Of course, those criteria apply to sins that are ‘mortal’, meaning sins that are serious enough to cut ourselves off from God’s grace.  (No, God doesn’t cut us off.  Rather, it is we who cut ourselves off from God).  But even for sins that aren’t mortal, but venial (where our relationship with God is injured and weakened to some degree), there isn’t any mention or reference to feelings, because feelings themselves have no morality in and of themselves.  They are not actions that we willfully do, and these include those many random thoughts that can flash through our minds when we are not actively engaging them in the day.  Feelings are not sins, and quite a lot of people are almost neurotic about confessing feelings.  Living this way limits very much our freedom in life, and God certainly wants us to live freely.  It’s what we do with our feelings that give it a moral texture and quality that can make us virtuous or sinful.

When one believes that one has sinned because one has found oneself being angry with God, I always like to clarify what is it that God has done to the penitent that has resulted in this anger targeted at God. Here are some common examples.

-      God has not answered my prayers even though I have been a good Catholic
-      God has made life so difficult for me
-      God hasn’t helped in my struggle with my addiction/bad habit
-      God is so slow to act, and I’m so tired of waiting

This list, let me assure you, is not exhaustive. There is a whole legion of other reasons people have been or are angry with God.  And for some, being just ‘angry’ is putting it mildly.  Each time I hear their explanations for their being livid, I share their pain, while at the same time, I mourn at their ignorance which they are blind to.

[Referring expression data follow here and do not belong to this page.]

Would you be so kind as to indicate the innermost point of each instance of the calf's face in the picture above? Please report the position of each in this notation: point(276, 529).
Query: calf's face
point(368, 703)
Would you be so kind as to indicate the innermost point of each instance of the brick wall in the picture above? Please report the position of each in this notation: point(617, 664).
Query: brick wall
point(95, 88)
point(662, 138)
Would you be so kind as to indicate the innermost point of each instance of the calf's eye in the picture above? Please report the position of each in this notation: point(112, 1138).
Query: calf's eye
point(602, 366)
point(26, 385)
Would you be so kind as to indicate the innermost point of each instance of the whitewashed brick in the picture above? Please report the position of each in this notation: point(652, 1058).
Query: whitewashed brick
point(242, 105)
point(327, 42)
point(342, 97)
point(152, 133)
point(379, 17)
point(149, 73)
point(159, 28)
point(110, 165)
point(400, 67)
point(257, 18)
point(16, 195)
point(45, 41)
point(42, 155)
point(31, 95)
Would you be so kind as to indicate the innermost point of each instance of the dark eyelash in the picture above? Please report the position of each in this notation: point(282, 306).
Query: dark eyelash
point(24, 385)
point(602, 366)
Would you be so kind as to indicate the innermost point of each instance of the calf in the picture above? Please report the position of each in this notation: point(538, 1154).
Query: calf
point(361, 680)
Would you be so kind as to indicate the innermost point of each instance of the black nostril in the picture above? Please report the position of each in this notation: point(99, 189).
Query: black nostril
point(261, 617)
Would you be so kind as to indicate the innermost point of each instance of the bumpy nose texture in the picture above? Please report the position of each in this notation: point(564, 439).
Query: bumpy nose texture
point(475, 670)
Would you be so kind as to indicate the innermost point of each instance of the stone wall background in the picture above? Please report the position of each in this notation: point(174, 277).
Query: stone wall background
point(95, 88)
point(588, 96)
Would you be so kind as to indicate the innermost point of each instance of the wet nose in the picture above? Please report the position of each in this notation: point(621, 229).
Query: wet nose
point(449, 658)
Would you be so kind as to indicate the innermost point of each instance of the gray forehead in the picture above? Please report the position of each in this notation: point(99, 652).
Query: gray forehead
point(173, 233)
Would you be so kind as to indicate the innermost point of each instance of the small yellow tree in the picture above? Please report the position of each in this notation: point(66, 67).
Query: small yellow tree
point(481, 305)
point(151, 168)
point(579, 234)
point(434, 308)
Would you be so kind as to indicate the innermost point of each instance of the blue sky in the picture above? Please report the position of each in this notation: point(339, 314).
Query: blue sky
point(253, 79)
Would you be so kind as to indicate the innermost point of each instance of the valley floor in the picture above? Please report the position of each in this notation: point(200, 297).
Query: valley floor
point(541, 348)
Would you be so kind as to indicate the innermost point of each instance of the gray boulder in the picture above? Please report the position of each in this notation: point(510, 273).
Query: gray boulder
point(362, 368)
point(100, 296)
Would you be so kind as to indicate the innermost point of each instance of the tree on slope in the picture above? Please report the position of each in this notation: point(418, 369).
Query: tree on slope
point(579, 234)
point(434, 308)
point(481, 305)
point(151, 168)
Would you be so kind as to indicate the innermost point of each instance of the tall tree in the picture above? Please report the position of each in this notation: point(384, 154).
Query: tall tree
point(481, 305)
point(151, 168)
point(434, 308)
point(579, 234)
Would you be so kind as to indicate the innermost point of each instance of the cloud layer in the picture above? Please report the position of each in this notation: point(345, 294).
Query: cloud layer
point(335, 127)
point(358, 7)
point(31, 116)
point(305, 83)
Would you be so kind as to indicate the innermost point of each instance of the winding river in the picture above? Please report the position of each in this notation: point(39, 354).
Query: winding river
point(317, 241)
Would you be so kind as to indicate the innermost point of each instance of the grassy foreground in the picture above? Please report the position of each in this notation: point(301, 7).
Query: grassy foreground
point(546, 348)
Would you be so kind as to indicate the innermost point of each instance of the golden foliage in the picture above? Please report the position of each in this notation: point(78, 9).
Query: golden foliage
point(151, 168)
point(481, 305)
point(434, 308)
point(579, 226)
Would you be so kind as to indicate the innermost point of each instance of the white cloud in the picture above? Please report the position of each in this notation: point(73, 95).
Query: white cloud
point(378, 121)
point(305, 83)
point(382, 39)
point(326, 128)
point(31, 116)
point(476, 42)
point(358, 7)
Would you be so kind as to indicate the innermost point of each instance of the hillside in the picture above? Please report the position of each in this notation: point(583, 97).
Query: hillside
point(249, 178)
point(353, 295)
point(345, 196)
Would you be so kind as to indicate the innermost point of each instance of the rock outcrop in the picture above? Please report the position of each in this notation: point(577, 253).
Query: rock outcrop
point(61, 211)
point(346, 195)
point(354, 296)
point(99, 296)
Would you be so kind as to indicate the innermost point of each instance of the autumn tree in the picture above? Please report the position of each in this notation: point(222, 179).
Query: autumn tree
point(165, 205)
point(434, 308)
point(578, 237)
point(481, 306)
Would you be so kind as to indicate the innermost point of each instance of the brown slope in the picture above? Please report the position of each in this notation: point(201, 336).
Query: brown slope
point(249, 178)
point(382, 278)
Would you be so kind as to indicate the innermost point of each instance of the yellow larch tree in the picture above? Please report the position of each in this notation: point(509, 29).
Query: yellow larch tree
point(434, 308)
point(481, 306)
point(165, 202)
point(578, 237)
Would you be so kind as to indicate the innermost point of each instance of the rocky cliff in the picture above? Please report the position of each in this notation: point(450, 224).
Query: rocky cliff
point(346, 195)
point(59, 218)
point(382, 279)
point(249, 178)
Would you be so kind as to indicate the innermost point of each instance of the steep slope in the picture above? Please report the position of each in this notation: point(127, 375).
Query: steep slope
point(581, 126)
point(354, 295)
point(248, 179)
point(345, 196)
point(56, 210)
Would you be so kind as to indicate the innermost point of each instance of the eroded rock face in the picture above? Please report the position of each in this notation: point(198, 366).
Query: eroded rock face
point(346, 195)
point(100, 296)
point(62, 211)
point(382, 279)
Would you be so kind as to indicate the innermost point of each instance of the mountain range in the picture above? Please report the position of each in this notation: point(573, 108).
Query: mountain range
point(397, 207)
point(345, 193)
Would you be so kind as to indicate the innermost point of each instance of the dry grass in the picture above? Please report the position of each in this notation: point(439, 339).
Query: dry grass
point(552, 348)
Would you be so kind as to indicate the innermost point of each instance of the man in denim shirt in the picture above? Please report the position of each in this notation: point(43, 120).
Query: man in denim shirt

I like to begin by telling them that they have every right to feeling this way toward ‘God’, and that I too would be angry and even acrimonious toward ‘God’ if I were in their shoes.  But the sin I would be committing would not be harbouring ill-will toward God.  Rather, the real sin would be that of idol worship or the worshipping of a false God, simply because the ‘God’ that their anger or resentment is really targeted not at God as who he really is, but at a god that they have created in their minds. 

It is quite clear to my mind that for many of these people struggling with their notions of God, what they are really struggling with is mystery.  It is mystery that God can allow bad things to happen and that he values freedom far more than he wants to control people and the outcome of bad situations.  It is mystery that God takes so much time to have things unfold in life (to me, it is a greater mystery why the human heart is so addicted to speed and to measurable performances).  It is mystery that a lot of life’s deep virtues are learned and imbued through our struggles with failure, suffering, sin and even addictions. A lot of peoples’ false constructs of God result from insisting on him being a wish-granting genie rather than who he really is – mystery itself.

If a person has had the image of God as an elderly white-bearded whose existence is just to arbitrarily manipulate the lives of his creatures in a facetious way, making some people happy when he so wishes, and giving others a hard time with no good reason, and this person has never allowed that image of God to change, grow and mature as he went from childhood to adolescence, to being a youth, then a young adult and finally as an adult, this person’s God image has not really grown, but is quite literally retarded and stopped maturing since he was a pre-teen.  This ‘God’ doesn’t exist in reality, but only in his pre-teen mind. As such, the God he is having negative feelings toward and huge reservations about, is very much a construct and very far from God as he truly is.  Negative feelings against a self-constructed idol have no moral value. It would be like fabricating an image of a unicorn in one’s mind, believing it to be real, and because it cannot be corralled and controlled, becoming finally angry at it.  

In short, one cannot really be faulted for being angry at a self-constructed god.  But one may be idol-worshipping, which is something far more serious, as one has created an idol and have placed it on a pedestal whether to be worshipped or casting one’s anger onto.